When linebacker Aaron Curry went fourth overall to the Seahawks in the 2009 draft, analysts hailed the Seahawks for selecting a player who was considered the safest bet for stardom at the top of that year’s draft.
Things never worked out that way. Curry was ineffective with the Seahawks and wound up being traded to the Raiders in 2011. Things didn’t get any better in Oakland and Curry signed for the veteran minimum with the Giants this year. That may be a good thing for Curry’s chances of turning his career around because he admitted Wednesday that the $60 million contract he signed as a rookie wound up taking away his motivation to play his best.
“I knew I could do it,” Curry said, via Tom Pedulla of the New York Times. “I knew I would do it. At the time, I wasn’t motivated to do it. Football wasn’t my top priority, to be honest. I think earlier in my career I was real selfish and self-centered. I was more about me than the Seahawks.”

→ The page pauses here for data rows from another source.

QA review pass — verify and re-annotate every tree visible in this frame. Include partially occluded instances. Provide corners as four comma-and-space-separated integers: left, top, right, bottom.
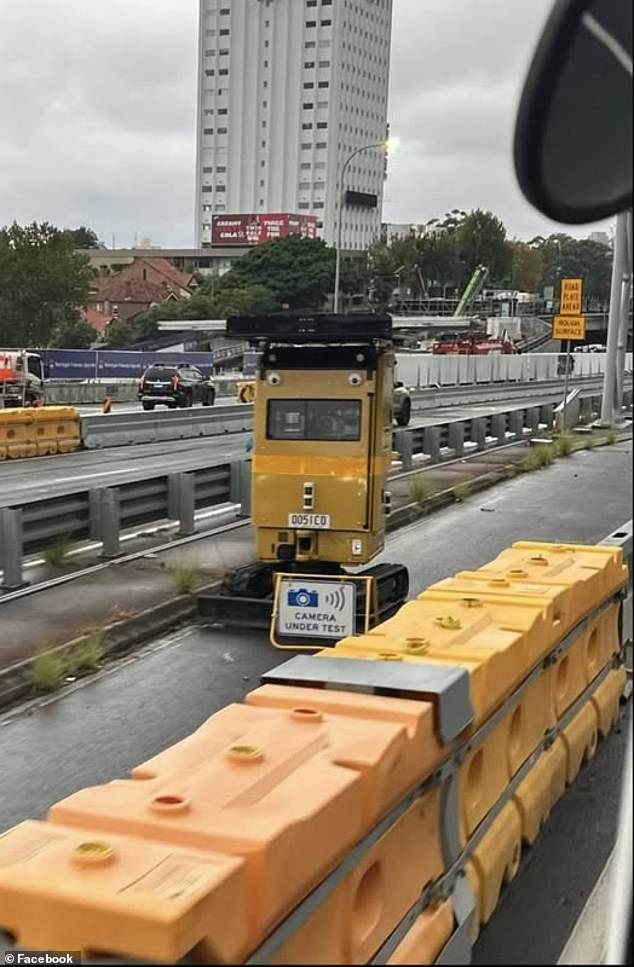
213, 285, 282, 319
0, 222, 92, 347
49, 318, 97, 349
419, 230, 464, 296
455, 208, 511, 284
539, 232, 612, 302
218, 235, 335, 309
64, 225, 103, 248
511, 242, 542, 292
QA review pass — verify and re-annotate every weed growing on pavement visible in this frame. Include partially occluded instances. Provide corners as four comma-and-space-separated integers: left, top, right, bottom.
535, 444, 555, 468
66, 632, 106, 675
409, 473, 434, 506
168, 561, 203, 594
453, 480, 473, 504
557, 433, 574, 457
31, 651, 66, 692
44, 538, 73, 567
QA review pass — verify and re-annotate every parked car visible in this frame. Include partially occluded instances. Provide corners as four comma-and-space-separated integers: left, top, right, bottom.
139, 363, 216, 410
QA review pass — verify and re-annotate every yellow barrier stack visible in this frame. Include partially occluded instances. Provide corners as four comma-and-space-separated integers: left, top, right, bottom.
0, 406, 81, 460
33, 406, 81, 456
0, 543, 628, 964
0, 409, 37, 460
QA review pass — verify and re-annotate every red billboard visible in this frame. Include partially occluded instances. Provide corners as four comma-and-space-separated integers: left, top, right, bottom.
211, 214, 318, 246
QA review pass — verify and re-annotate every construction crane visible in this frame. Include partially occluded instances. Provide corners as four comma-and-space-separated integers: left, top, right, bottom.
453, 265, 489, 319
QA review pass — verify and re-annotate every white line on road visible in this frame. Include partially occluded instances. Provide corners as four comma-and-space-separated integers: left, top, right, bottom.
557, 854, 614, 965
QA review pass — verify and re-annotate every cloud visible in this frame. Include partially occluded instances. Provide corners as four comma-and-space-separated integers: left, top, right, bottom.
0, 0, 612, 245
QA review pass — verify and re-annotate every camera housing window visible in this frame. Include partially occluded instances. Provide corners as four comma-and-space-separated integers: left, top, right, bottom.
267, 400, 361, 442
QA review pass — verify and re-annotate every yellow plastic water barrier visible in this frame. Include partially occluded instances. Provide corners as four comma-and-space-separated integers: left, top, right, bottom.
0, 545, 626, 964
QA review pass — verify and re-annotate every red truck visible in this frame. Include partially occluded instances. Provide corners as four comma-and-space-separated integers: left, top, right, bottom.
432, 332, 515, 356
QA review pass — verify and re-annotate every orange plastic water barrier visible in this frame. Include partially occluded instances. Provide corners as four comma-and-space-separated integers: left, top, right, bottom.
0, 545, 625, 964
0, 822, 247, 963
50, 688, 442, 962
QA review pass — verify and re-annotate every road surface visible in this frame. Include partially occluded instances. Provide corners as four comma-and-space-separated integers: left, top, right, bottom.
0, 442, 632, 964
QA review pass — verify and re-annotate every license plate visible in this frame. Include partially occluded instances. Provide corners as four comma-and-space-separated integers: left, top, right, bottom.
288, 514, 330, 531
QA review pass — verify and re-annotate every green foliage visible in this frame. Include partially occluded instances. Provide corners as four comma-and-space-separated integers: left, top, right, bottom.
66, 631, 106, 675
0, 222, 93, 347
409, 473, 434, 506
31, 651, 66, 692
168, 561, 203, 594
557, 433, 574, 457
520, 444, 556, 473
535, 444, 556, 468
50, 316, 98, 349
220, 235, 335, 309
455, 208, 511, 283
511, 242, 543, 292
64, 225, 104, 248
44, 538, 73, 567
214, 285, 280, 319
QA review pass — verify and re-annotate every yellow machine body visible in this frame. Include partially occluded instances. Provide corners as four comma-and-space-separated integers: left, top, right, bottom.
251, 345, 394, 565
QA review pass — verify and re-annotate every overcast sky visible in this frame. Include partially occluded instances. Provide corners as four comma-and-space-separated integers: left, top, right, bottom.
0, 0, 605, 246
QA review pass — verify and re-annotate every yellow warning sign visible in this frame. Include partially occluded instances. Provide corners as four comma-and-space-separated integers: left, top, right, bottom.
559, 279, 583, 316
553, 316, 586, 341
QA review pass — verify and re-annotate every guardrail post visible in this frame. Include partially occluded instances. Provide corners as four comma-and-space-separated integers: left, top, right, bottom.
394, 430, 414, 470
510, 410, 524, 438
579, 396, 593, 423
539, 403, 555, 428
229, 460, 251, 517
99, 487, 121, 560
449, 423, 464, 457
471, 416, 487, 450
423, 426, 440, 460
88, 490, 101, 541
526, 406, 539, 433
491, 413, 506, 444
0, 507, 28, 591
167, 473, 196, 537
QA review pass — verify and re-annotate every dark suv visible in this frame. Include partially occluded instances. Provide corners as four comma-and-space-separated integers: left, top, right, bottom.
139, 363, 216, 410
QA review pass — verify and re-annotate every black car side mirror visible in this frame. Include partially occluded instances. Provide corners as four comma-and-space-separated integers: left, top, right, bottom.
514, 0, 632, 224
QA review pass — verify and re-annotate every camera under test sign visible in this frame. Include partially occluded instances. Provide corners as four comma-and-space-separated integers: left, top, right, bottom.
277, 577, 357, 641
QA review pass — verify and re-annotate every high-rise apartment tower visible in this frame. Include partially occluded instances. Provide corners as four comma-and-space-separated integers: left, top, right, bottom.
196, 0, 392, 250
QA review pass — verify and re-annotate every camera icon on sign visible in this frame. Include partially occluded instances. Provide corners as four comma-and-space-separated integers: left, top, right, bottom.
288, 588, 319, 608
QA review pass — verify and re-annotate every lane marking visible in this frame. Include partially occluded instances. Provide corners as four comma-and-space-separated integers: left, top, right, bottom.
557, 853, 614, 965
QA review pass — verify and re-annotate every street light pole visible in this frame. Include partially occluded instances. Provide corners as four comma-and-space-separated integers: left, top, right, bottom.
333, 141, 387, 313
600, 212, 627, 426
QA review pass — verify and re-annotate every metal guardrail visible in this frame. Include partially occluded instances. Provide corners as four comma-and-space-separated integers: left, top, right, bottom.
0, 391, 631, 590
76, 377, 624, 450
0, 404, 554, 590
81, 404, 253, 450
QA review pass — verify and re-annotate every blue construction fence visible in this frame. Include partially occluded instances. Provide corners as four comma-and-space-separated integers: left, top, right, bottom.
30, 349, 214, 380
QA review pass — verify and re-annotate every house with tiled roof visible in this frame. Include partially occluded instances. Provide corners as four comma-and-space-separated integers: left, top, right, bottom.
86, 258, 195, 321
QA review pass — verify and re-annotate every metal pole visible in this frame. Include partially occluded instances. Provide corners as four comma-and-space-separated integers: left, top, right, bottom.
561, 339, 570, 433
333, 186, 346, 314
616, 212, 632, 420
333, 142, 386, 313
599, 212, 627, 426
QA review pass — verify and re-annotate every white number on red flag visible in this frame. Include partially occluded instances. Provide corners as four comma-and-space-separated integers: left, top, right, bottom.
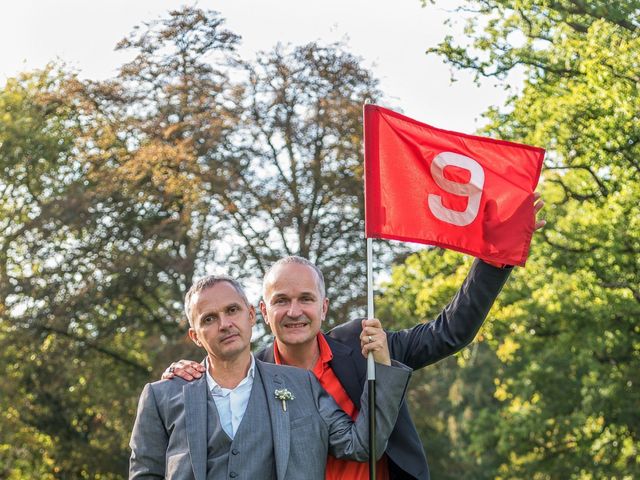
428, 152, 484, 227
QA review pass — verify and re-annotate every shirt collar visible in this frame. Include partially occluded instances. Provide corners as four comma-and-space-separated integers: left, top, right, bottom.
204, 353, 256, 391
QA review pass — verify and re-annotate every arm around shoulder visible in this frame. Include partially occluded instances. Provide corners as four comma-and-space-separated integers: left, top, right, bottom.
129, 384, 169, 480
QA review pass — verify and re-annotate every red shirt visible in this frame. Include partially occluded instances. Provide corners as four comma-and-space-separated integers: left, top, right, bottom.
273, 333, 389, 480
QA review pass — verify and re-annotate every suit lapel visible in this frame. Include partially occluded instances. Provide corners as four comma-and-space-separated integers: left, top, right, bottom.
182, 375, 208, 480
256, 360, 291, 480
324, 335, 367, 411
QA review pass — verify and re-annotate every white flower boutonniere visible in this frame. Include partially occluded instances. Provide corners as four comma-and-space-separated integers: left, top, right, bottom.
273, 388, 296, 412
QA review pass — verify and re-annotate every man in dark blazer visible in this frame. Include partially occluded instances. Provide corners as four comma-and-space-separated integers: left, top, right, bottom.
164, 257, 510, 480
129, 276, 410, 480
163, 195, 545, 480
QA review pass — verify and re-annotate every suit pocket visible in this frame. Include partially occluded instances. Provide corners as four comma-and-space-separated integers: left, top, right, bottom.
290, 415, 313, 430
166, 452, 191, 478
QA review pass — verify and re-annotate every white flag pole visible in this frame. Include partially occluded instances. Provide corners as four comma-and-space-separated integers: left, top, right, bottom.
367, 238, 377, 480
362, 99, 377, 480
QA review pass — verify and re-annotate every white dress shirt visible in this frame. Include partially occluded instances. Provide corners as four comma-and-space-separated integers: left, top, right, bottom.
205, 355, 256, 439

Curry copped to not playing at full speed if there was a defensive call that didn’t cater to his strengths, a trait that helped him fail to live up to the lofty predictions that accompanied his entry to the NFL. A knee injury in Oakland dropped the opinion of Curry even further, leaving him to try to rehabilitate his career with the Giants.
Motivation shouldn’t be a problem for Curry, who also acknowledged that he’s overweight right now, if he wants to continue playing in the NFL since suitors will be slim if he fails with a third team in five years. If he isn’t able to make things happen now, it’s hard to imagine it’s ever going to happen for him.